- Citizenship: British
- Education: Edinburgh Academy & University of Edinburgh
- Occupation: Geologist
- Organization: HM Geological Survey

= Archibald Gordon MacGregor =

Scottish geologist

Archibald Gordon MacGregor MC FRSE FGS (1894-19 December 1986) was a 20th-century geologist of Scots descent. He was Assistant Director of the British Geological Survey. Friends knew him as Archie MacGregor.

==Early life and education ==

He was born in Halifax, Nova Scotia the son of James Gordon MacGregor, a geologist who spent time in both Scotland and Nova Scotia. The family returned to Edinburgh in 1901, living at 6 Chalmers Crescent in The Grange.

Archibald attended Edinburgh Academy 1904 to 1912. He then studied science at the University of Edinburgh specialising in geology.

== Career ==
His life, as many others, was disrupted by World War I during which he was commissioned as a 2nd Lieutenant in the Royal Engineers (Signals Division), seeing service in France and Germany and being demobbed in 1919. He won the Military Cross during the Battle of the Lys in April 1918. He graduated with a BSc in science in 1921.

In 1921 he began working as a geologist for HM Geological Survey. He stayed there for his entire career, becoming District Geologist in 1945, covering the Scottish Highlands. He became Assistant Director in 1952.

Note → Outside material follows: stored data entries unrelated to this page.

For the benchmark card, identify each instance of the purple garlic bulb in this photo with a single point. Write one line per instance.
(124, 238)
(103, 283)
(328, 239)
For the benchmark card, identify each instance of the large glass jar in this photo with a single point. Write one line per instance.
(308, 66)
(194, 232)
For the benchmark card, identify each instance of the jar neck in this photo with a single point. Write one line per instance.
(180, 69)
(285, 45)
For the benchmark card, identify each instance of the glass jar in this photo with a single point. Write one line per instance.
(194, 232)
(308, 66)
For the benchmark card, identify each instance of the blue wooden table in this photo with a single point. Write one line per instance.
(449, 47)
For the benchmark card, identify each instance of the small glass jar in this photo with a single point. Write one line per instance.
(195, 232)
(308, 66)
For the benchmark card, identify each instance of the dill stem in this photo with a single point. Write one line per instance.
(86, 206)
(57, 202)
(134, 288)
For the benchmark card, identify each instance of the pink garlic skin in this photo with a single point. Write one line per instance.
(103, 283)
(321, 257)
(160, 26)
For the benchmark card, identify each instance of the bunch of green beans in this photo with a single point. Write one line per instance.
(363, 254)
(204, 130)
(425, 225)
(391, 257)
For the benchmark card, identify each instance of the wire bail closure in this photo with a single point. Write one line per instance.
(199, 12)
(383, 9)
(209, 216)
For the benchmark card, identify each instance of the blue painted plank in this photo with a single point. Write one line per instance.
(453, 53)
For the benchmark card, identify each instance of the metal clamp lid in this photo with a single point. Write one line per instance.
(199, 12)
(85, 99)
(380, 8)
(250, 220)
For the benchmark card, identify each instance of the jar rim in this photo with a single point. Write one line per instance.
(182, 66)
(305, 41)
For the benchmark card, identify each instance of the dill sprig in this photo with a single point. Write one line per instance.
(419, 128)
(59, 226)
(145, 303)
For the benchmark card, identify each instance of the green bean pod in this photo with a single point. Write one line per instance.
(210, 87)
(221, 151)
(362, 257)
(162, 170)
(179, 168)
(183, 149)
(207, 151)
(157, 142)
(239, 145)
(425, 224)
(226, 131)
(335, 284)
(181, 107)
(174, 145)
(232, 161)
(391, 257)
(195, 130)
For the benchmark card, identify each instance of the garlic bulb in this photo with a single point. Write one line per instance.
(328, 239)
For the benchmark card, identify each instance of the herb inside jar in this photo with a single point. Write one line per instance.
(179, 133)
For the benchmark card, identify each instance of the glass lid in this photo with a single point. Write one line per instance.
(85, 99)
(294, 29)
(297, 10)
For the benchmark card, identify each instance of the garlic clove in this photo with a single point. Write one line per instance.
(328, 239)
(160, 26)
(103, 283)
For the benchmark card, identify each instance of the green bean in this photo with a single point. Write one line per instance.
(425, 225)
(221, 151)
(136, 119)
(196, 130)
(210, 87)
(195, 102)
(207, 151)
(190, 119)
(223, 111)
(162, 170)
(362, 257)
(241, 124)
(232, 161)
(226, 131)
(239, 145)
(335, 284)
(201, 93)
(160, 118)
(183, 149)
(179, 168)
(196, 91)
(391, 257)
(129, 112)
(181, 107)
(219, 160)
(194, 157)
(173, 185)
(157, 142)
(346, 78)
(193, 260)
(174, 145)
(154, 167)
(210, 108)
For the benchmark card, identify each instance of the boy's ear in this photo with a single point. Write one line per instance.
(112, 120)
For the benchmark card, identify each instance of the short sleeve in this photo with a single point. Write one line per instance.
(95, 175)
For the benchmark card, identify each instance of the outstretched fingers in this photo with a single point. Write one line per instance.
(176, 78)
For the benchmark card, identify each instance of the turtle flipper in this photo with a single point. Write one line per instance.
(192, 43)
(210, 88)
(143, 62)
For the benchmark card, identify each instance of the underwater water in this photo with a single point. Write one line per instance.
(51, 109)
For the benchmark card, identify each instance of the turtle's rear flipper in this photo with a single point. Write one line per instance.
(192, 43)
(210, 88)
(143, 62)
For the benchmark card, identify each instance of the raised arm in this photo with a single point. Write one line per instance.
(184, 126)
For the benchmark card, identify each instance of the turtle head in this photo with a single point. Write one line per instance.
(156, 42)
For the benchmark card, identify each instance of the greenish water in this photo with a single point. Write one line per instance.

In 1932 he was elected a Fellow of the Royal Society of Edinburgh. His proposers were Sir John Smith Flett, Thomas James Jehu, Murray Macgregor, James Ernest Richey, Charles Glover Barkla. In 1936 he accompanied Dr C F Powell on a Royal Society expedition to Montserrat, to investigate the origins of a damaging sequence of earthquakes that had struck the island. In 1938, MacGregor was awarded a D.Sc degree from the University of Edinburgh.

He won the Geological Society of London's Murchison Fund in 1940 and the Murchison Medal in 1960, a year after his retirement. He won Edinburgh Geological Society's Clough Medal in 1968.

He died at home, 45 Thorburn Road in Colinton, Edinburgh on 19 December 1986.

==Publications==

- Signals from the Great War
- Problems of Carboniferous-Permian Volcanicity in Scotland (1948)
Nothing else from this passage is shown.